Leave the screening, take the cannoli.
James Caan says that he walked out of an initial “The Godfather” screening after realizing director Francis Ford Coppola cut a key scene involving Robert Duvall as Tom Hagen. Caan played Sonny Corleone, the eldest son of mafia don Vito Corleone (Marlon Brando).
“When Michael [Al Pacino] tells me he is going to take care of the cop and Sollozzo [Al Lettieri], I say, ‘You’ll get brains all over your nice Ivy League suit.’ There was a scene before in the same room that I had with Bobby [Duvall] that was like 10 pages long — and Francis cut all of it out!” Caan told The Hollywood Reporter in honor of “The Godfather”‘s 50th anniversary. “I was so pissed off, I couldn’t watch the rest of the film.”
Caan added, “But otherwise, [Coppola] gave me a great honor.”

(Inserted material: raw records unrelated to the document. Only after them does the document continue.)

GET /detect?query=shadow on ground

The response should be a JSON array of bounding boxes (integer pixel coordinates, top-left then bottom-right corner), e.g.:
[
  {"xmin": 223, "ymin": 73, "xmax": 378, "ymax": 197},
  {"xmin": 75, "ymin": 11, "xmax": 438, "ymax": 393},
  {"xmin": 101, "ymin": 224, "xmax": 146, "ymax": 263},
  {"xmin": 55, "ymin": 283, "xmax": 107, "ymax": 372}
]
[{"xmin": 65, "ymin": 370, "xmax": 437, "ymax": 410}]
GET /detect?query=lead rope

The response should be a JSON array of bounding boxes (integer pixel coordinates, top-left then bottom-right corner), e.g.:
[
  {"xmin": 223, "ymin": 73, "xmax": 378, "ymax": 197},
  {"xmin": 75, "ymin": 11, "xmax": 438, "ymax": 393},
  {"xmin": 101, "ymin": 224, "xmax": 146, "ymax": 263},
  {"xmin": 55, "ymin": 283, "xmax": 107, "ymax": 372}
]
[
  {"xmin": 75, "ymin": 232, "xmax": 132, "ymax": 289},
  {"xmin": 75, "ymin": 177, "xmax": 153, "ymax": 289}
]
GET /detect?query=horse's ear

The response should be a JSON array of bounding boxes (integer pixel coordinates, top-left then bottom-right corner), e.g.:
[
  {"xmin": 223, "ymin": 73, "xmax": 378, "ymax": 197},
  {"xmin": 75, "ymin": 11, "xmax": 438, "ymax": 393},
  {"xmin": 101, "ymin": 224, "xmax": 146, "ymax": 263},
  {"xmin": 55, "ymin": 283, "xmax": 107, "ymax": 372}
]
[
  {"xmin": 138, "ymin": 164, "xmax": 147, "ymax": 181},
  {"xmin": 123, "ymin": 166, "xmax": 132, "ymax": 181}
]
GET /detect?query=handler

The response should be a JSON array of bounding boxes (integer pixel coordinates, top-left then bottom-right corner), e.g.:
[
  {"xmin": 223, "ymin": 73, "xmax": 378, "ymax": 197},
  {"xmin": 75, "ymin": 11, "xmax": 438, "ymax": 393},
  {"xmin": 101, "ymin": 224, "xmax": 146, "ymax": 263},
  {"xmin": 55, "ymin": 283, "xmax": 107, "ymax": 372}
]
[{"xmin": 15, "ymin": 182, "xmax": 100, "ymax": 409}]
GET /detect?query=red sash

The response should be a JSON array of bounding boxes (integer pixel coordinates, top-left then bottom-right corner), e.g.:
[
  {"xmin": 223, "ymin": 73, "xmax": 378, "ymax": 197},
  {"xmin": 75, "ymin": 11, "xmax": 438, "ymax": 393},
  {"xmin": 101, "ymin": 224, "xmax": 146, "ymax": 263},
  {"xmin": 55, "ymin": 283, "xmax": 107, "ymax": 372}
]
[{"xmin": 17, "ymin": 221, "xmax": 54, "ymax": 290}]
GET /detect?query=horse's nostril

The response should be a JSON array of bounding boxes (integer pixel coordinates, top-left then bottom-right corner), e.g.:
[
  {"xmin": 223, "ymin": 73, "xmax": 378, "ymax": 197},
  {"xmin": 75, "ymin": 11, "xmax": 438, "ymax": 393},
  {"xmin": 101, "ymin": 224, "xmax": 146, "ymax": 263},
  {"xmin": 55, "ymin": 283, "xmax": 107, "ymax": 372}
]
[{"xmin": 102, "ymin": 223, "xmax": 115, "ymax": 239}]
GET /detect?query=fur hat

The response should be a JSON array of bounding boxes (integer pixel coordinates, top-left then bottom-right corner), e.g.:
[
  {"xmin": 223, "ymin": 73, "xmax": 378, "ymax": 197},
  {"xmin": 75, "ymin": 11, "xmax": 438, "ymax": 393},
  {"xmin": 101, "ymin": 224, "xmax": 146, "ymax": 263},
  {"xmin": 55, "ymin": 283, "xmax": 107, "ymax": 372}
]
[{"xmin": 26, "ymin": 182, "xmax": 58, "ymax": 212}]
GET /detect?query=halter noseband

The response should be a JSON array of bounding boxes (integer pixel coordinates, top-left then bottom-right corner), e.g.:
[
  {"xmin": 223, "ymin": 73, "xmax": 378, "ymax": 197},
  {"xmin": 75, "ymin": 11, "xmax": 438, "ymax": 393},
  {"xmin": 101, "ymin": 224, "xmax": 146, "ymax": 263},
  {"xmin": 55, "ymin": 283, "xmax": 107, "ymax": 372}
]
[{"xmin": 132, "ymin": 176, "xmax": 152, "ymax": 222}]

Caan also dismissed the rumor that he butted heads with co-star Gianni Russo on set. Russo claimed in 2017 that a physical altercation between their characters became elevated after Caan allegedly took out real-life frustrations. “Jimmy got a little aggressive,” Russo said back in 2017. “He improvised a few things like that little billy club he threw at me when I came off the stoop. He hit me right in the head with that, and then he throws me over the railing and he’s biting my hands… when I crawl out, he literally lifted me up with his kick… none of that was supposed to happen.”
Russo continued, “Jimmy and I are not friends at all, believe me. The guy’s nuts.”
Now, Caan cleared up the altercation, telling THR that Russo was mistaken.
“He had a fight with someone else. Not me,” Caan said. “I did the fight scene with stuntman Paul Baxley. He came in, and we made up the whole fight. And everything you saw in there is something that Paul and I created the day before.”
And it’s clear that co-star Duvall clicked with Caan right away.
“Jimmy made it so funny,” Duvall told THR about filming the scene where his character Vito examines Sonny’s corpse.
The tumultuous making of the blockbuster movie is at the center of the Paramount+ limited series “The Offer,” charting the behind-the-scenes drama that plagued the big-screen adaptation of Mario Puzo’s novel. “The Offer” premieres April 28 on the streamer.